第22話 殷賑を極める鶴丸城下




 

 6月11日未の刻。

 何事もバタバタと畳み込まねば気が済まぬのは主従に共通の性癖である。(笑)


「まこと人間の性分とは、おかしなものじゃな。如何に懸命に御居処おいどを叩こうと、動かぬ者は、じりとも動かぬ。放っておいても動く者は動く。とりわけそなたは、自分の御居処を自分で叩いて突っ走るようなところがある。ふふ、もしやとは思うが、わが父上が外でこさえた妹ではなかろうな?」


 生真面目なくせに至って諧謔好きな亀寿ノ方さまは、片目をつぶってみせる。

 ゆえに、昨夜の今朝にして、お涼はもう鶴丸城下にいるという次第である。



 1年ぶりに訪う鶴丸城下。

 こぢんまりした国分城下に比べれば、やはり圧倒的な規模を展開させている。

 すぐ目の前で悠揚と白煙を噴き上げる、桜島の雄大なたたずまいも懐かしい。


 米屋、魚屋、革屋、計屋はかりや、張物屋、白銀しろがね細工屋、塗師ぬし紺屋こうや、桶屋、揚酒屋、鍛冶屋、筆屋、俵編屋、温飩屋うどんや、豆腐屋、阿蘭陀飴屋おらんだあめや、洗濯屋、木綿賃引屋……。ありとあらゆる職種が軒を並べ、それぞれの店から流れ出す刺激的な匂いが、ぷんとお涼の鼻孔を突いて来る。

 本日は「楽市楽座」の当日とあって、城下はいっそうの賑わいを極めていた。


 ――そぉれそれそれ。たったいま出た「読売」の速報だよ。限定100部っきりと来た。読まなきゃご時世に遅れっちまうよ。売りきれ御免の早い者勝ちだよ。

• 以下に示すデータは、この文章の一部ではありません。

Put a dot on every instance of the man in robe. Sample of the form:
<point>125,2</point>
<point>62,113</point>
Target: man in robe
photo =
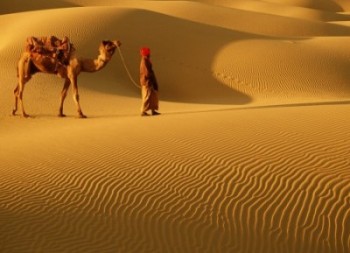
<point>149,85</point>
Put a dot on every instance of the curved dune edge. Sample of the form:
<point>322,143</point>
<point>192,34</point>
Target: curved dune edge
<point>250,154</point>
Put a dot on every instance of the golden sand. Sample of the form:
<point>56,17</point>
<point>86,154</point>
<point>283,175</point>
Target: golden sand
<point>251,152</point>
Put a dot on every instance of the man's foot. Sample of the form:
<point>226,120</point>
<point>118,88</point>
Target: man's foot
<point>155,113</point>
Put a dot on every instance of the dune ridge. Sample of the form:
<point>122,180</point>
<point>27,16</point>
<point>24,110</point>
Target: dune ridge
<point>250,154</point>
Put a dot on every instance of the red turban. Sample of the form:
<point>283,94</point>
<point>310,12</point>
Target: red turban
<point>145,51</point>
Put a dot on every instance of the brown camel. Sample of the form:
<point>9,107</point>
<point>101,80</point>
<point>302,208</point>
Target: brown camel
<point>53,62</point>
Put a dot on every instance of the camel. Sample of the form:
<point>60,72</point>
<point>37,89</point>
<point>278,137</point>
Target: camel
<point>65,65</point>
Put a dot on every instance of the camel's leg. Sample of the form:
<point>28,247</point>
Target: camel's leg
<point>23,77</point>
<point>20,96</point>
<point>15,92</point>
<point>18,92</point>
<point>76,96</point>
<point>63,97</point>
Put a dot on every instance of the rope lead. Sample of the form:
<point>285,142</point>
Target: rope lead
<point>127,70</point>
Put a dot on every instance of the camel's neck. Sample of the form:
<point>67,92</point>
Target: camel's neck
<point>93,65</point>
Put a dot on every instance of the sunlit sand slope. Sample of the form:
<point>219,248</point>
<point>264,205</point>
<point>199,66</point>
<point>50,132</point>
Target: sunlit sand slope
<point>250,154</point>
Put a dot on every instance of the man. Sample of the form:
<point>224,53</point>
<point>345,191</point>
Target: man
<point>149,85</point>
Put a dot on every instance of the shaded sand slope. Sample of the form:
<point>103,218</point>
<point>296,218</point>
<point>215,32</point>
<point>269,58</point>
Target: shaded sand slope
<point>250,155</point>
<point>259,180</point>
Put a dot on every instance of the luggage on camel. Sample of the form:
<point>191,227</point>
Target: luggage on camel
<point>59,51</point>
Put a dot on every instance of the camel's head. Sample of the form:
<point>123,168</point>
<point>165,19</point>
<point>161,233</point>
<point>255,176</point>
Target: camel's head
<point>109,47</point>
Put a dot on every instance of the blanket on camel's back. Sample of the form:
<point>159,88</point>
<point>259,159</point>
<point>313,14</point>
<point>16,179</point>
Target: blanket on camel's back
<point>58,50</point>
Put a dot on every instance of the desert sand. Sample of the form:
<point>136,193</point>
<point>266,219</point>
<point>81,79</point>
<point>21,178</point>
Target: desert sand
<point>251,152</point>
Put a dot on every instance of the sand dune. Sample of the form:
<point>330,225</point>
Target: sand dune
<point>251,153</point>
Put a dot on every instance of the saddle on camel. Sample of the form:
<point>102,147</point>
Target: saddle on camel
<point>50,49</point>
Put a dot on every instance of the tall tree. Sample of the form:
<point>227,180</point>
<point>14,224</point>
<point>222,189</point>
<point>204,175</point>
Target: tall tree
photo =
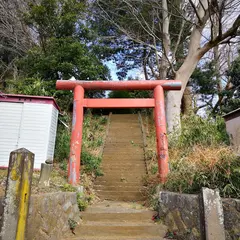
<point>15,37</point>
<point>172,36</point>
<point>60,52</point>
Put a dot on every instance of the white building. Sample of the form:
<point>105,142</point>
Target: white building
<point>28,122</point>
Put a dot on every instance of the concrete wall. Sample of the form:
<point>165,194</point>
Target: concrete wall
<point>49,214</point>
<point>182,214</point>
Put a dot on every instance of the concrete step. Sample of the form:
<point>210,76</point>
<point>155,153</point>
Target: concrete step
<point>118,187</point>
<point>116,207</point>
<point>123,157</point>
<point>122,168</point>
<point>117,183</point>
<point>113,238</point>
<point>121,178</point>
<point>129,150</point>
<point>112,154</point>
<point>121,196</point>
<point>120,231</point>
<point>116,218</point>
<point>120,165</point>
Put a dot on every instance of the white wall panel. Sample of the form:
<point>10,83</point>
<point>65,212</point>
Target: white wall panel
<point>10,120</point>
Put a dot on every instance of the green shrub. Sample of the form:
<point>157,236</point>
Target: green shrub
<point>197,130</point>
<point>82,202</point>
<point>201,157</point>
<point>91,163</point>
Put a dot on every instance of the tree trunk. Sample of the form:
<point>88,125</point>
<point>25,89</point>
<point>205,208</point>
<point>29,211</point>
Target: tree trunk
<point>187,106</point>
<point>173,99</point>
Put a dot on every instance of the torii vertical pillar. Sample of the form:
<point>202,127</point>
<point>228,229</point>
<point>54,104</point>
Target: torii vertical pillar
<point>76,137</point>
<point>161,133</point>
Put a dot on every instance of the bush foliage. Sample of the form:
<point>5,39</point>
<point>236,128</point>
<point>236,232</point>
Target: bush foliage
<point>199,157</point>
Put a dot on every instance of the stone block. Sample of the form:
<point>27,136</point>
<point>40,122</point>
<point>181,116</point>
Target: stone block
<point>213,214</point>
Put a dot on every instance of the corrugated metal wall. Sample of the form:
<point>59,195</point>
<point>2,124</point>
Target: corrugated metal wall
<point>10,121</point>
<point>52,133</point>
<point>28,125</point>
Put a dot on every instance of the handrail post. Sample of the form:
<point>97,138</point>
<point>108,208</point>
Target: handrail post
<point>161,133</point>
<point>76,137</point>
<point>17,195</point>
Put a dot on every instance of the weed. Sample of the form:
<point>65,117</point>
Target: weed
<point>72,224</point>
<point>68,188</point>
<point>82,202</point>
<point>63,165</point>
<point>103,120</point>
<point>91,163</point>
<point>199,157</point>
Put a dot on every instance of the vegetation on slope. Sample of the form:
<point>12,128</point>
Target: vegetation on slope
<point>200,157</point>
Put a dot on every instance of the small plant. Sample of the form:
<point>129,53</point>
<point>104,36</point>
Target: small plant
<point>63,165</point>
<point>91,163</point>
<point>103,120</point>
<point>68,188</point>
<point>72,224</point>
<point>82,202</point>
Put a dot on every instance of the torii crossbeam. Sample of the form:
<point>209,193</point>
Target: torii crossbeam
<point>158,86</point>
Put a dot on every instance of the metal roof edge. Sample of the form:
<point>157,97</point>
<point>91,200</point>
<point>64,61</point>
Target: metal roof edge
<point>3,95</point>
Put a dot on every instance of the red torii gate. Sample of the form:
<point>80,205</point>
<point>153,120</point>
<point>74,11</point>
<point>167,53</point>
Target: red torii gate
<point>158,86</point>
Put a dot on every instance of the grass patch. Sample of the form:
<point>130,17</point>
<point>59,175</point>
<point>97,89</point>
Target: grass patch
<point>199,157</point>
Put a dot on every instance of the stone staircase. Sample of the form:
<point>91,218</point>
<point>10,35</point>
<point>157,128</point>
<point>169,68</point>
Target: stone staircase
<point>110,220</point>
<point>119,215</point>
<point>123,162</point>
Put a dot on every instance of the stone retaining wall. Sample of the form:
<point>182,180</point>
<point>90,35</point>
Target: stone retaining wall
<point>182,214</point>
<point>49,214</point>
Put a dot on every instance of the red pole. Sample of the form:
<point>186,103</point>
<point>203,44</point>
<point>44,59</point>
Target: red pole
<point>76,137</point>
<point>119,85</point>
<point>161,133</point>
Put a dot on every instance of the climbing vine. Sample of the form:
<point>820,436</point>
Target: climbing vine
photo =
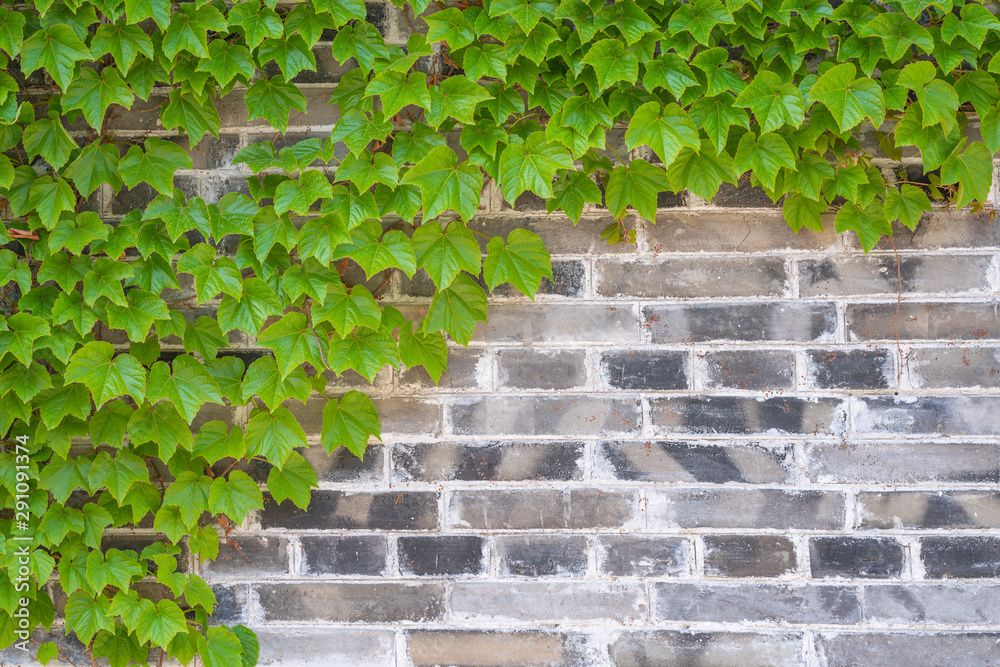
<point>583,103</point>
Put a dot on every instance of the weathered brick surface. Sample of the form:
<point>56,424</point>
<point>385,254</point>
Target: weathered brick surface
<point>725,444</point>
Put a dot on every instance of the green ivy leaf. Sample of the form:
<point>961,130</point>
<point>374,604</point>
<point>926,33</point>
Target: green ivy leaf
<point>349,422</point>
<point>638,185</point>
<point>292,481</point>
<point>154,165</point>
<point>292,342</point>
<point>235,497</point>
<point>850,99</point>
<point>445,184</point>
<point>522,262</point>
<point>765,155</point>
<point>57,49</point>
<point>456,309</point>
<point>868,223</point>
<point>106,375</point>
<point>273,434</point>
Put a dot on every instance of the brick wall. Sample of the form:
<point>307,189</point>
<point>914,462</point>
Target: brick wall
<point>707,448</point>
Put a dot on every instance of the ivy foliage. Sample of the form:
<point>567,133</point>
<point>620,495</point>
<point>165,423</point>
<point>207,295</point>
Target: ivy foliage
<point>580,102</point>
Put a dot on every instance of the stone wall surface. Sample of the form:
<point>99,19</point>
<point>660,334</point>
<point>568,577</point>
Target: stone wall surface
<point>726,444</point>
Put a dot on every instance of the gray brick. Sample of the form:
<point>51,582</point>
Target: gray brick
<point>742,415</point>
<point>468,368</point>
<point>655,461</point>
<point>350,555</point>
<point>641,555</point>
<point>963,367</point>
<point>645,370</point>
<point>902,463</point>
<point>339,510</point>
<point>698,323</point>
<point>923,321</point>
<point>691,277</point>
<point>541,555</point>
<point>231,603</point>
<point>749,556</point>
<point>441,555</point>
<point>496,648</point>
<point>713,231</point>
<point>959,557</point>
<point>538,601</point>
<point>761,603</point>
<point>856,557</point>
<point>950,604</point>
<point>351,602</point>
<point>929,509</point>
<point>945,229</point>
<point>877,274</point>
<point>541,369</point>
<point>561,236</point>
<point>249,556</point>
<point>547,323</point>
<point>670,648</point>
<point>358,647</point>
<point>408,416</point>
<point>870,368</point>
<point>899,648</point>
<point>947,415</point>
<point>765,370</point>
<point>535,509</point>
<point>487,462</point>
<point>542,415</point>
<point>746,508</point>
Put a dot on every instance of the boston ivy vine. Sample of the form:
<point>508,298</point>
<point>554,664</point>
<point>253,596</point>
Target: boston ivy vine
<point>537,94</point>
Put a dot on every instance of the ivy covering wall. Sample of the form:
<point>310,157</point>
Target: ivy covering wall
<point>705,91</point>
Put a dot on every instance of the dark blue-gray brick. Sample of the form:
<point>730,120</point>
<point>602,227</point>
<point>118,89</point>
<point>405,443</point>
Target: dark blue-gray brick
<point>488,462</point>
<point>947,415</point>
<point>691,277</point>
<point>351,602</point>
<point>541,369</point>
<point>350,555</point>
<point>746,508</point>
<point>537,510</point>
<point>960,557</point>
<point>929,509</point>
<point>902,463</point>
<point>541,555</point>
<point>877,274</point>
<point>565,414</point>
<point>641,555</point>
<point>760,603</point>
<point>757,370</point>
<point>869,649</point>
<point>749,556</point>
<point>741,415</point>
<point>441,555</point>
<point>856,557</point>
<point>645,370</point>
<point>696,323</point>
<point>657,461</point>
<point>923,321</point>
<point>673,648</point>
<point>872,368</point>
<point>947,604</point>
<point>708,231</point>
<point>249,555</point>
<point>338,510</point>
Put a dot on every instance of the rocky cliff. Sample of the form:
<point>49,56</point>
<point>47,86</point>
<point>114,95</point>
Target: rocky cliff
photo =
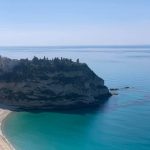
<point>49,84</point>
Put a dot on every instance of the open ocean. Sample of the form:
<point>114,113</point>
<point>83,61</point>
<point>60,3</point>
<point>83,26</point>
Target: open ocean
<point>122,123</point>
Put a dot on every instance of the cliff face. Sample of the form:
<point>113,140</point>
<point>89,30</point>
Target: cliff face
<point>50,84</point>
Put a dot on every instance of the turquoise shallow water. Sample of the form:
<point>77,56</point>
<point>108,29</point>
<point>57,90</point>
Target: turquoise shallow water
<point>122,123</point>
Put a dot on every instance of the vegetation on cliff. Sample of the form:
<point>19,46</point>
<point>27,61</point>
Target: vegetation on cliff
<point>44,83</point>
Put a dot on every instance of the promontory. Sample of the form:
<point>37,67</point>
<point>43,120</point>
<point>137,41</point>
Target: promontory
<point>59,83</point>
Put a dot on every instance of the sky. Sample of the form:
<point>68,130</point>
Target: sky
<point>74,22</point>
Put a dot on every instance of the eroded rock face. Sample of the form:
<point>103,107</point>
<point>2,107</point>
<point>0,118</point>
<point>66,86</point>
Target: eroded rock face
<point>50,84</point>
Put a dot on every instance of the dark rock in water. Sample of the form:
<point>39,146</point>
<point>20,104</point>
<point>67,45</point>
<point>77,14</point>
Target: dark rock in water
<point>49,84</point>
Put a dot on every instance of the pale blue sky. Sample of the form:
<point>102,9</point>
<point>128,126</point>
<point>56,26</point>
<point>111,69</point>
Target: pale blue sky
<point>74,22</point>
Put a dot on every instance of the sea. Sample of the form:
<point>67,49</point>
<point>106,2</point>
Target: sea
<point>121,123</point>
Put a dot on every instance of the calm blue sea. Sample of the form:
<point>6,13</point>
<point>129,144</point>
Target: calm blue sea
<point>122,123</point>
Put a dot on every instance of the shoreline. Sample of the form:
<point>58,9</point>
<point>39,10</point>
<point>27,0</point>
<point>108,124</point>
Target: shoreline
<point>4,143</point>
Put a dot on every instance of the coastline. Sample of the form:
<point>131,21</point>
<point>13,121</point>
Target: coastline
<point>4,143</point>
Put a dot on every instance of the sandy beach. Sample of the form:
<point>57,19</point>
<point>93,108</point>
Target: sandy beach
<point>4,144</point>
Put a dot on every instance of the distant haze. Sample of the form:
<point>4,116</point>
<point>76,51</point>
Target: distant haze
<point>74,22</point>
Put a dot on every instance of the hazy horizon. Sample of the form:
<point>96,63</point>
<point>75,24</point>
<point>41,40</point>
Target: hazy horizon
<point>86,22</point>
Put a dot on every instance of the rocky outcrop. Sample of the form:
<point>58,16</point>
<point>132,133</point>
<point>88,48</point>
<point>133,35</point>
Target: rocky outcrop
<point>50,84</point>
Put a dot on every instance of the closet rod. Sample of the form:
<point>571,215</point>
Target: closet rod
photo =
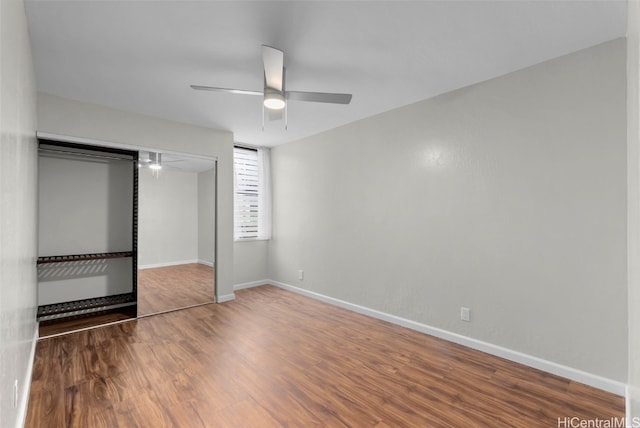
<point>90,155</point>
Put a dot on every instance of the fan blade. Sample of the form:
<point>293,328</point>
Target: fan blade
<point>232,91</point>
<point>319,97</point>
<point>273,60</point>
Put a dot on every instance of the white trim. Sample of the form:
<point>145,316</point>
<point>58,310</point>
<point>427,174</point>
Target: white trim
<point>226,298</point>
<point>103,143</point>
<point>250,284</point>
<point>26,385</point>
<point>596,381</point>
<point>180,262</point>
<point>206,263</point>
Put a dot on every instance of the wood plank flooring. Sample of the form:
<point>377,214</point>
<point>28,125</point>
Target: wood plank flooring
<point>273,358</point>
<point>172,287</point>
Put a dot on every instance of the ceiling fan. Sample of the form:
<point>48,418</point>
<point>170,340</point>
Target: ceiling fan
<point>274,95</point>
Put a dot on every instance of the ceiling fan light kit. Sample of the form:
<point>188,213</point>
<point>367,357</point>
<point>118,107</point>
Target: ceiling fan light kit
<point>273,99</point>
<point>274,95</point>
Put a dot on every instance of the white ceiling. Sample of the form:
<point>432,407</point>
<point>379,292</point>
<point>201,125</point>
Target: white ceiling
<point>141,56</point>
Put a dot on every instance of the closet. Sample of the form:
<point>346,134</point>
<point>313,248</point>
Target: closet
<point>87,237</point>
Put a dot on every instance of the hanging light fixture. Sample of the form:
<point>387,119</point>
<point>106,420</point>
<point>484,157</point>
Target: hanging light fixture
<point>155,163</point>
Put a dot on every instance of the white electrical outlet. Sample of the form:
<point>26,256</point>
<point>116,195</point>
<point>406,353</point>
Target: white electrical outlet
<point>15,394</point>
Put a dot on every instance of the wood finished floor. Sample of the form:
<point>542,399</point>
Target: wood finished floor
<point>172,287</point>
<point>273,358</point>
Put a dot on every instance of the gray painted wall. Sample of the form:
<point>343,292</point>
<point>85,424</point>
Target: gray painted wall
<point>168,222</point>
<point>633,197</point>
<point>250,261</point>
<point>206,215</point>
<point>508,197</point>
<point>18,199</point>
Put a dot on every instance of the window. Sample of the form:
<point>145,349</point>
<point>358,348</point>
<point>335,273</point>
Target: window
<point>252,210</point>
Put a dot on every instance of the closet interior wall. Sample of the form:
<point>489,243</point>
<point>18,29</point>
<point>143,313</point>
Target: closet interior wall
<point>87,230</point>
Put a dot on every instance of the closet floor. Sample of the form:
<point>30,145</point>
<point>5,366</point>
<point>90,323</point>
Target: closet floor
<point>52,328</point>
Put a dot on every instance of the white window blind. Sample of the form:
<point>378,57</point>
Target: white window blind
<point>251,195</point>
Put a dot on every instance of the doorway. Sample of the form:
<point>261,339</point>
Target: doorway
<point>176,232</point>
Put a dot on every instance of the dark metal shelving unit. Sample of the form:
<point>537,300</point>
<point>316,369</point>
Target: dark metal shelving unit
<point>84,257</point>
<point>92,306</point>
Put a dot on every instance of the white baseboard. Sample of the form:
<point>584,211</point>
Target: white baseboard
<point>250,284</point>
<point>26,385</point>
<point>226,298</point>
<point>155,265</point>
<point>596,381</point>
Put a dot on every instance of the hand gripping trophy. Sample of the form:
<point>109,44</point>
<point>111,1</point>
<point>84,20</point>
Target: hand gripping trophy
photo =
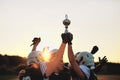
<point>66,22</point>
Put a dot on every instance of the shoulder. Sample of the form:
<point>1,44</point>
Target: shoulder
<point>85,70</point>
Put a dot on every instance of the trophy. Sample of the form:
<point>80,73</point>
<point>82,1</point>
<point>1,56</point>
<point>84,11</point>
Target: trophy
<point>66,22</point>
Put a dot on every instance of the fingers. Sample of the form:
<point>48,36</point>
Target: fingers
<point>36,41</point>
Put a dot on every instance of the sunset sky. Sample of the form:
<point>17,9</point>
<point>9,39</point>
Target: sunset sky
<point>93,22</point>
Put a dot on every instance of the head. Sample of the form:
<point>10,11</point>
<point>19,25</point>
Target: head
<point>85,58</point>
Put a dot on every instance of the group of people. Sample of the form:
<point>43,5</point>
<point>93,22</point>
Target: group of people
<point>81,66</point>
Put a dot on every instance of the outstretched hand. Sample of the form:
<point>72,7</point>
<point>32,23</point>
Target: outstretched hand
<point>36,41</point>
<point>67,38</point>
<point>103,61</point>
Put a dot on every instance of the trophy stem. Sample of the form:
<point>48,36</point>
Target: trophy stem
<point>66,22</point>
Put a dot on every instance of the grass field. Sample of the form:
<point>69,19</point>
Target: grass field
<point>100,77</point>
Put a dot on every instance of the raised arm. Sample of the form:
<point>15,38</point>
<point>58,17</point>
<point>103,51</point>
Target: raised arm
<point>73,61</point>
<point>53,65</point>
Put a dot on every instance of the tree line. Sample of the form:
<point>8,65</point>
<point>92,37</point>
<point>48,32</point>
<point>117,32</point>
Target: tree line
<point>12,64</point>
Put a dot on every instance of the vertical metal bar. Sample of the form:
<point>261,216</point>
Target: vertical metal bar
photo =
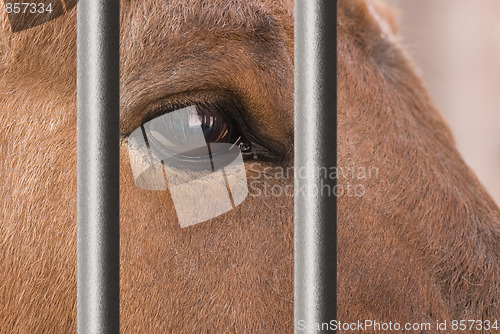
<point>98,167</point>
<point>315,150</point>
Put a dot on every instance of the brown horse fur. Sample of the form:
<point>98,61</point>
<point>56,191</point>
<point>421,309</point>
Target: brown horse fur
<point>422,244</point>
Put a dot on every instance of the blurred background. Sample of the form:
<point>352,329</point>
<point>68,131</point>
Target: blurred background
<point>455,44</point>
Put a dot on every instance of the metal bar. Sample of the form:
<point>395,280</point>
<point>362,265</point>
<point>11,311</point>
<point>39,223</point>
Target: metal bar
<point>98,167</point>
<point>315,149</point>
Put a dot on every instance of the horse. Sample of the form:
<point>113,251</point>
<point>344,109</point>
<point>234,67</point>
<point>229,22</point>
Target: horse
<point>418,237</point>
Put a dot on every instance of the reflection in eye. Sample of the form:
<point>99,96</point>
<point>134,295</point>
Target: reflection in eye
<point>172,133</point>
<point>194,152</point>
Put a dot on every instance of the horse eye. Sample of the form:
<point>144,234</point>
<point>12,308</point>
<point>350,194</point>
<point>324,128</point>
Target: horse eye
<point>185,132</point>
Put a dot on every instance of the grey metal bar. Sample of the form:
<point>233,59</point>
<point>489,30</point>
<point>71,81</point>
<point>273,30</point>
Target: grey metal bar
<point>315,148</point>
<point>98,167</point>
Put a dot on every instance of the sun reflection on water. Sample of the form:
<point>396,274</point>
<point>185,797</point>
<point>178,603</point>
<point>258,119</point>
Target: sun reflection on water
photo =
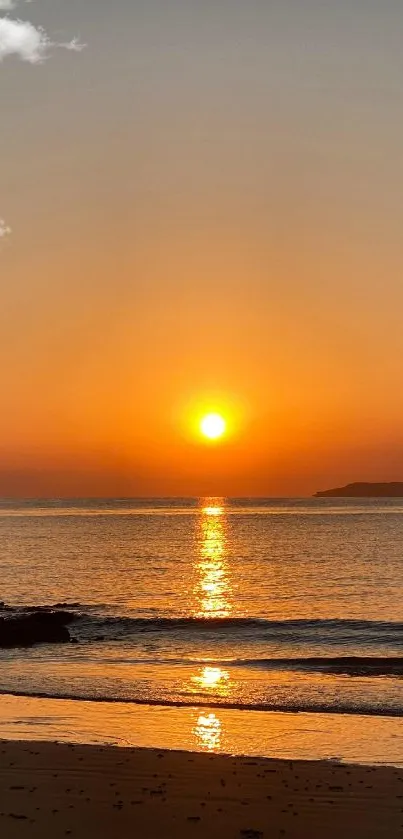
<point>208,732</point>
<point>212,677</point>
<point>213,586</point>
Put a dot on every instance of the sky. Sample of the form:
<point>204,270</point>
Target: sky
<point>201,209</point>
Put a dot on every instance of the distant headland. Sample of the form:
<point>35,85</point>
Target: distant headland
<point>364,490</point>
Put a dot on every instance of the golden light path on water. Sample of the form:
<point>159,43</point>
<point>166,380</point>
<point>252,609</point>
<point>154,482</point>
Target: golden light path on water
<point>213,593</point>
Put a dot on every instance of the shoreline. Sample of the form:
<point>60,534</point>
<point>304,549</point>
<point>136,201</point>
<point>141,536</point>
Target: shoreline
<point>97,791</point>
<point>360,740</point>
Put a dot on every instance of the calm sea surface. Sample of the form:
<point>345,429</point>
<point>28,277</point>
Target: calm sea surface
<point>258,604</point>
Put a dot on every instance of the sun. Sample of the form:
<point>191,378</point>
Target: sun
<point>213,426</point>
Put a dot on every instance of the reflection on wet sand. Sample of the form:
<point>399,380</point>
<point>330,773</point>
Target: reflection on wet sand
<point>213,599</point>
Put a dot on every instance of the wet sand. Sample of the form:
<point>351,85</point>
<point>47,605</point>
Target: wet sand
<point>59,790</point>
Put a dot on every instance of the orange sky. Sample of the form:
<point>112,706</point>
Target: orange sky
<point>206,210</point>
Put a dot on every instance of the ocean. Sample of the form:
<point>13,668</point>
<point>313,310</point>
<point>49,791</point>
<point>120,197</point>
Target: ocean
<point>253,605</point>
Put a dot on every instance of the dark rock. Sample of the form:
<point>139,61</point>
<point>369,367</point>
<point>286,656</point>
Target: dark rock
<point>25,630</point>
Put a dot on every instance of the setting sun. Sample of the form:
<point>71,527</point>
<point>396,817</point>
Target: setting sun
<point>213,426</point>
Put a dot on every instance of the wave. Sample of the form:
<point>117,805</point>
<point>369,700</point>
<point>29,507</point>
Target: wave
<point>337,665</point>
<point>91,623</point>
<point>373,710</point>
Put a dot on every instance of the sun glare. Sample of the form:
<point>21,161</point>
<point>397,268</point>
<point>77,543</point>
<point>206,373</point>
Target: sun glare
<point>213,426</point>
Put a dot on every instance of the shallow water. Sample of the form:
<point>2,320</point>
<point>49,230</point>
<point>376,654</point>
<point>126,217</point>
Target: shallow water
<point>259,604</point>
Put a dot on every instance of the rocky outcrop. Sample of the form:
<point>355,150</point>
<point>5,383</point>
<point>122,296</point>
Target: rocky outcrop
<point>37,627</point>
<point>364,490</point>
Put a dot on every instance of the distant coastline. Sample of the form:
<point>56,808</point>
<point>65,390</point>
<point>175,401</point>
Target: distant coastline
<point>364,490</point>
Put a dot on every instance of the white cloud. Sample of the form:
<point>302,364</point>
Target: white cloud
<point>23,39</point>
<point>28,42</point>
<point>5,230</point>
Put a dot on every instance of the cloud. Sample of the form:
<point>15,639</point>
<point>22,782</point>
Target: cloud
<point>4,229</point>
<point>8,5</point>
<point>23,39</point>
<point>28,42</point>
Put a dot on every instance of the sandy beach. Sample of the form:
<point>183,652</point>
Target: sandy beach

 威勢のいい尻端折しっぱしょりで、書き物を売っている若い男がいる。

 向かいの辻では粋な頭巾に半袴の傀儡師くぐつしが、面白げな口上を述べ立てている。


――さあさあ、みなさま、お立ち会い。御用とお急ぎでない方は、どうぞゆっくり見てござれっと。遠目山越し笠のうち、見ざれば、物の出方に善悪・黒白あいろのほどが、とんと判じかねますると来たもんだ。あ、そぉれ、それ、それっと。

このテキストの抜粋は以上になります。